第322章 地球仪?(1/2)
“所有人听令!”楚云舒转身,原本清冷的眼神瞬间切换成了那个掌控全场的“魔鬼教头”模式,“把带来的玻璃防风灯全部点亮!按照京城东西市坊的布局排列,快!”
“工部派来的那几个,别傻站着!拿出你们平时偷懒时吹的小调,现在就吹!不管是《十八摸》还是《春江花月夜》,只要是活人听的,都给我吹出来!”
学子们面面相觑,但身体比脑子反应快,长期被楚云舒支配的恐惧让他们瞬间动了起来。
片刻后,这阴森恐怖的地宫里出现了极其荒诞的一幕。
几十盏明亮的玻璃灯错落有致地排开,宛如微缩的京城夜景。
几个平日里最严肃的老工匠红着脸,颤颤巍巍地拿出了唢呐和竹笛,吹出了一段走调的坊间野曲。
光影交错,乐声嘈杂。
这本该是对死者的大不敬,可奇迹发生了。
那些扭曲哀嚎的人脸墙壁渐渐平复,仿佛被这一股子浓烈的人间烟火气给烫平了。
地面上,随着光影的重叠,一条细若游丝的金线缓缓浮现,像是一条正在呼吸的血管,蜿蜒向深处延伸。
这就是“律令具现”的现实映射。
这玄宫的主人是个妙人。
他不想让这里成为死寂的坟墓,他想听的,是这人间还没死绝的热闹。
阴影深处,一双布满血丝的眼睛死死盯着这一幕。
地藏子缩在石缝里,指甲深深抠进岩缝。
“怎么可能……”她嗓音嘶哑,像是吞了一口滚烫的炭,“不用内力强行破阵,居然……居然是在跟地脉唠家常?”

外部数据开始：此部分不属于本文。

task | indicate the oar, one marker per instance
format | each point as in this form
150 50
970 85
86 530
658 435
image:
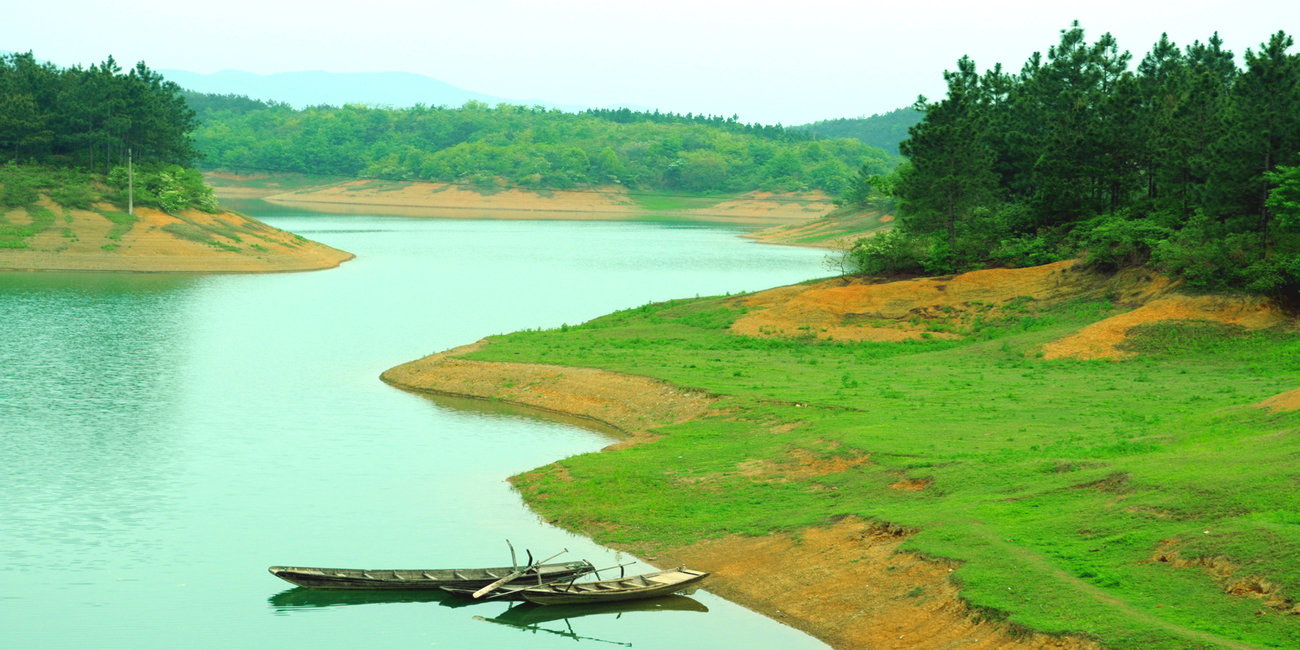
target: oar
515 575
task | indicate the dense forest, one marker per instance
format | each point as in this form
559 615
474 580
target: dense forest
511 146
87 122
884 130
91 116
1187 163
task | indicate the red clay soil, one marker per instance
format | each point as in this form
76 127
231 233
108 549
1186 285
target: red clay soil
854 588
863 310
1101 339
425 199
79 241
1283 402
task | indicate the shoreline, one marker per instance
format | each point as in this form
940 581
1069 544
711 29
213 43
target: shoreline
758 209
845 596
157 242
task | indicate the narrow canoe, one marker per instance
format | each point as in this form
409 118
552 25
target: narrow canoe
471 579
632 588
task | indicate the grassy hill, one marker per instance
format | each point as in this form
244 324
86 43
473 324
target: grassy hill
63 220
1093 456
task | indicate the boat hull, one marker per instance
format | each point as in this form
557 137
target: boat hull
635 588
317 577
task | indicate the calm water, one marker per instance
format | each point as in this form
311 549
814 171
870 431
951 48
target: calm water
164 438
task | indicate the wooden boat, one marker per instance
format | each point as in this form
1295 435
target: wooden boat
429 579
631 588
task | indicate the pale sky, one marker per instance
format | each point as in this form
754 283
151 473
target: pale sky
788 63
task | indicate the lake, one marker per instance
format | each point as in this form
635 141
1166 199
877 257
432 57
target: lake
168 437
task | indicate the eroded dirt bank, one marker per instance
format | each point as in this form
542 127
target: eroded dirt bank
610 203
187 242
854 588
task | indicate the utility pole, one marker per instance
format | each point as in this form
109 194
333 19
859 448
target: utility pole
130 185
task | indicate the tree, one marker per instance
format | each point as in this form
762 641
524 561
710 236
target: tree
952 167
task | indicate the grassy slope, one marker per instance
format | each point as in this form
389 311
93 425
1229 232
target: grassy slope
1057 482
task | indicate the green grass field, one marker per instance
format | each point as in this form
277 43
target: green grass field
1058 484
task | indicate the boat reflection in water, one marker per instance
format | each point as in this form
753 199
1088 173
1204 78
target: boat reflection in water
531 618
303 598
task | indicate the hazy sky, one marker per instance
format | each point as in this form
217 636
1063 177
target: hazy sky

沿着金线一路向下,那种压抑感非但没有减轻,反而越来越重。
空气变得稀薄,连玻璃灯的火苗都变得幽蓝。
直到一扇巨大的白玉门挡在面前。
这门太干净了,干净得像是一块巨大的羞耻镜。
就在众人靠近的瞬间,门上光影流转,竟然映照出一具具森白的骸骨投影。
那些骸骨姿态各异,有的双手高举似在乞求,有的蜷缩成团似在悔恨。
每一个投影旁都刻着一行小字:
“定远侯,贪功冒进,五脏焚毁。”
“左相李氏,妄图延寿,经脉寸断。”
“废太子,欲借龙脉复辟,万箭穿心。”
全是历史上赫赫有名的大人物,最后都成了这门上的反面教材。
脑海中,那个温润的女声再次响起,这次却带着一丝严厉的警告:“贪者必亡。这里不收过路费,只验初心。”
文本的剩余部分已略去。